Once I got that phone call, I knew that she had celiac disease. I knew the biopsy would be positive, and it was — she had microscopic damage to the villi in her stomach and small intestine. This damage was from her body reacting to the gluten in foods and damaging itself — this is why celiac disease is known as an autoimmune disease. I wanted her to have the biopsy so we could have documented proof that she would always have on file, and would hopefully help with compliance as she gets older. It was an easy procedure — the worst part was the IV — and it was over in just a few minutes.

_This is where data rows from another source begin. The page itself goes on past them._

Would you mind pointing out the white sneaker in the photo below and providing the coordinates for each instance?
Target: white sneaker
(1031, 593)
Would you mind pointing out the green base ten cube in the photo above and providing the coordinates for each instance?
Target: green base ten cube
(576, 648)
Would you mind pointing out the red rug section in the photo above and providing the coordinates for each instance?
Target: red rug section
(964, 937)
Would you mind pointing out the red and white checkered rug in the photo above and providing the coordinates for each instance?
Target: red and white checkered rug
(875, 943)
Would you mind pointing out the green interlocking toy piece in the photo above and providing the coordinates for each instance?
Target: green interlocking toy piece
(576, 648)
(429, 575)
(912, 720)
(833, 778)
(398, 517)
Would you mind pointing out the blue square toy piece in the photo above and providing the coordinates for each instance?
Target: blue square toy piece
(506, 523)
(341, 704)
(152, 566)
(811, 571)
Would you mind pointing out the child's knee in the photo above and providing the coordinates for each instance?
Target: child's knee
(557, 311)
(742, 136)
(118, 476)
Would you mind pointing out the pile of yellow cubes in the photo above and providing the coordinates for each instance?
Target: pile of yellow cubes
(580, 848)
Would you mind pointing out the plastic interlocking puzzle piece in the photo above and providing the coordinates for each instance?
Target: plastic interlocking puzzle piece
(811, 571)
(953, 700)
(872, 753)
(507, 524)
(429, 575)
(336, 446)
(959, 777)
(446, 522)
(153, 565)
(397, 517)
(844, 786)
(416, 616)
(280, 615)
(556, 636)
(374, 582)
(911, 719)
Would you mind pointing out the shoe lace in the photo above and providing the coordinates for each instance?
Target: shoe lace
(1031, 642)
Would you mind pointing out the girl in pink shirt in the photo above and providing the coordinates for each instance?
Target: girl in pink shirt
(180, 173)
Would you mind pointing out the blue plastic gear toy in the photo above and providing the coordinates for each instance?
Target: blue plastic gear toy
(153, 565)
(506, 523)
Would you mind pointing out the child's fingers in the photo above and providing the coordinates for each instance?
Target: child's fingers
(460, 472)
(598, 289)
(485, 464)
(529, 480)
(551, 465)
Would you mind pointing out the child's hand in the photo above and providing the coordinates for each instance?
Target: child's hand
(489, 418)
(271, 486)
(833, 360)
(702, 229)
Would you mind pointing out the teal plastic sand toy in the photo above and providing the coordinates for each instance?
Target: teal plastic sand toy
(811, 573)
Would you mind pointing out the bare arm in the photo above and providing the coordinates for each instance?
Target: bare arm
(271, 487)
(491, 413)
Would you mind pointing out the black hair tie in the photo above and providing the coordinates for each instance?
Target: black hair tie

I began checking out what going gluten-free meant, and at first I was definitely overwhelmed. All her favorite foods contained gluten — crackers, pizza, macaroni, Goldfish and Pringles. I wondered what she would eat. It took a lot of rethinking about food on everyone’s part to gradually begin to normalize a gluten-free diet for her. We substitute gluten-free items, like pasta and pizza crusts, when she wants something like that, but we also strive to emphasize foods that are naturally gluten-free, like fruits and vegetables.
It has been a long road, but honestly, it also seems like she’s always been gluten-free. We’ve discovered all sorts of cool new recipes and every day there are more food labels declaring the contents to be devoid of gluten, and local and national chain restaurants are also getting into the act. There is even a bakery and restaurant in a nearby town whose entire menu and facility is gluten-free.
If you are headed down this road for your child or yourself, you are definitely not alone. There is more information out there about celiac disease and eliminating gluten than I even had at my fingertips three years ago, and you may find that one of your friends or family members has already gotten rid of it in their diet. It was sad to find out my child had an incurable autoimmune disease, but the good news is that it can be completely controlled with diet and any damage that has occurred will reverse, so she’s as good as new now — and I’m so glad we know.